On Fri, Jan 25, 2002 at 08:51:54AM -0500, Grimes, Shawn (NIA/IRP) wrote:
> This may be normal but who knows. I picked up the following alert today:
...
> 220 : 7D 7C 7C 7C 7B 7B 7B 7A 7A 7A 79 79 79 78 78 78 }|||{{{zzzyyyxxx
> 230 : 77 77 77 76 76 76 75 75 75 74 74 74 73 73 73 72 wwwvvvuuutttsssr
> 240 : 72 72 71 71 71 70 70 70 6F 6F 6F 6E 6E 6E 6D 6D rrqqqpppooonnnmm
...
> Could this be a normal http/webmail packet? But it almost seems to me that
> someone reversed the alphabet to maybe bypass some intrusion detection
> systems that would pick up on it in the packet? Any ideas? Below is the
> full packet contents.
Looks like part of an image file to me, probably it is just (part of) a .gif or
.png. I get these alerts in snort all the time.

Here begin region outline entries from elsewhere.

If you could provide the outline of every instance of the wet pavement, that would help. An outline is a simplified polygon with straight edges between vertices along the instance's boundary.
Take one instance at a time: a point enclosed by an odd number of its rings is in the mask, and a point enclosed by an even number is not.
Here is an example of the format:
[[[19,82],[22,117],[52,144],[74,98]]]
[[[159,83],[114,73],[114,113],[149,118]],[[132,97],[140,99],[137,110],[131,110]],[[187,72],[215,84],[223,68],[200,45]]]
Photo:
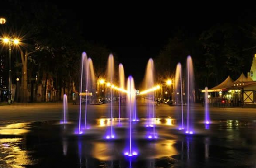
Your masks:
[[[138,155],[124,155],[128,120],[125,114],[114,140],[106,105],[91,105],[90,129],[77,127],[77,105],[69,105],[69,123],[60,124],[61,104],[0,107],[0,168],[256,168],[256,112],[253,109],[210,108],[211,124],[203,123],[203,108],[192,107],[195,134],[178,129],[179,107],[156,107],[157,139],[148,139],[146,106],[137,103],[140,121],[133,122],[133,145]],[[125,111],[123,106],[122,111]],[[118,106],[115,106],[116,115]],[[107,111],[107,112],[106,112]]]

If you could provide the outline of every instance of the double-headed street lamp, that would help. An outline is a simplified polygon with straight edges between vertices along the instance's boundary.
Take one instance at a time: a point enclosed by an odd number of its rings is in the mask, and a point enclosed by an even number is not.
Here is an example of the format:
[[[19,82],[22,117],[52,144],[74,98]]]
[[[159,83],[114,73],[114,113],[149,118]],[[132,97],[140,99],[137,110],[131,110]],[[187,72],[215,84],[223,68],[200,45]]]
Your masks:
[[[9,38],[0,38],[3,43],[9,46],[9,88],[8,88],[8,104],[12,103],[12,71],[11,70],[11,55],[12,52],[12,46],[13,45],[18,45],[19,40],[18,39],[13,39]]]

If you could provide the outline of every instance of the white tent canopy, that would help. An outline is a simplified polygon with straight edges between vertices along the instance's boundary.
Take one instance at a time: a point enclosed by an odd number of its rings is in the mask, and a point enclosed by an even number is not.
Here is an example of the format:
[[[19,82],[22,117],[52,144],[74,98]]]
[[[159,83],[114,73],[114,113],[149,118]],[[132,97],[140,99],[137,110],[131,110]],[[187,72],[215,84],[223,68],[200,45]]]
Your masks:
[[[228,78],[222,83],[216,86],[213,88],[208,89],[208,92],[219,92],[222,91],[223,89],[228,88],[234,85],[234,80],[228,76]],[[205,90],[202,90],[202,92],[205,92]]]
[[[244,74],[242,73],[241,75],[240,75],[240,76],[237,78],[237,79],[236,79],[236,81],[234,82],[234,83],[235,84],[251,81],[251,80],[248,79],[249,79],[247,78],[246,77],[245,77]]]

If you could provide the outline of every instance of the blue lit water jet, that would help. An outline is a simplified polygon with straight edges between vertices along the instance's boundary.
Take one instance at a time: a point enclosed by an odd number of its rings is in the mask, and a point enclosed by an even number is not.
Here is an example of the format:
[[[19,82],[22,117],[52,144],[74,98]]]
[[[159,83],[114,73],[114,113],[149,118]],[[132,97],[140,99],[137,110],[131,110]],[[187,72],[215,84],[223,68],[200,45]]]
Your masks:
[[[208,104],[208,88],[206,87],[205,89],[204,93],[204,111],[205,113],[205,123],[210,124],[210,116],[209,114],[209,104]]]
[[[68,112],[68,99],[67,95],[65,94],[63,95],[63,103],[62,104],[62,110],[63,111],[63,120],[60,123],[61,124],[67,124],[68,123],[67,120],[67,116]]]

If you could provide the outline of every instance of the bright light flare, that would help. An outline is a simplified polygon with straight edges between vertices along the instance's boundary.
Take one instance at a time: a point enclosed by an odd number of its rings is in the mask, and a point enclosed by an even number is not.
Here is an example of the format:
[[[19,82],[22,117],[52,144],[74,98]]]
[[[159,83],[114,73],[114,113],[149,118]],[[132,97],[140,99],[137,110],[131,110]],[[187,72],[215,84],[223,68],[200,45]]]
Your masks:
[[[18,45],[19,43],[19,40],[17,39],[15,39],[14,40],[14,43],[15,45]]]
[[[7,38],[5,38],[3,39],[3,42],[5,43],[8,43],[9,42],[9,39]]]
[[[153,92],[153,91],[154,91],[155,90],[156,90],[159,89],[161,88],[161,86],[160,85],[157,85],[155,87],[153,87],[152,88],[151,88],[151,89],[148,89],[147,90],[144,90],[144,91],[142,91],[142,92],[141,92],[140,93],[140,94],[141,95],[143,95],[143,94],[147,94],[148,93],[150,93],[151,92]]]
[[[167,81],[166,81],[166,84],[167,85],[171,85],[172,83],[172,81],[171,81],[171,80],[169,79],[169,80],[167,80]]]
[[[105,80],[104,79],[100,80],[100,84],[103,84],[104,83],[105,83]]]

I view them in the same light
as the 'x86 shellcode' alert, which pops up every now and then in an image file
which contains some 'NOP opcodes'.
Cheers//Frank
--
WWWWW _______________________
## o o\ / Frank de Lange \
}# \| / \
##---# _/ <Hacker for Hire> \
#### \ +31-320-252965 /
\ secf-frankat_private /
-------------------------
[ "Omnis enim res, quae dando non deficit, dum habetur
et non datur, nondum habetur, quomodo habenda est." ]
----------------------------------------------------------------------------
This list is provided by the SecurityFocus ARIS analyzer service.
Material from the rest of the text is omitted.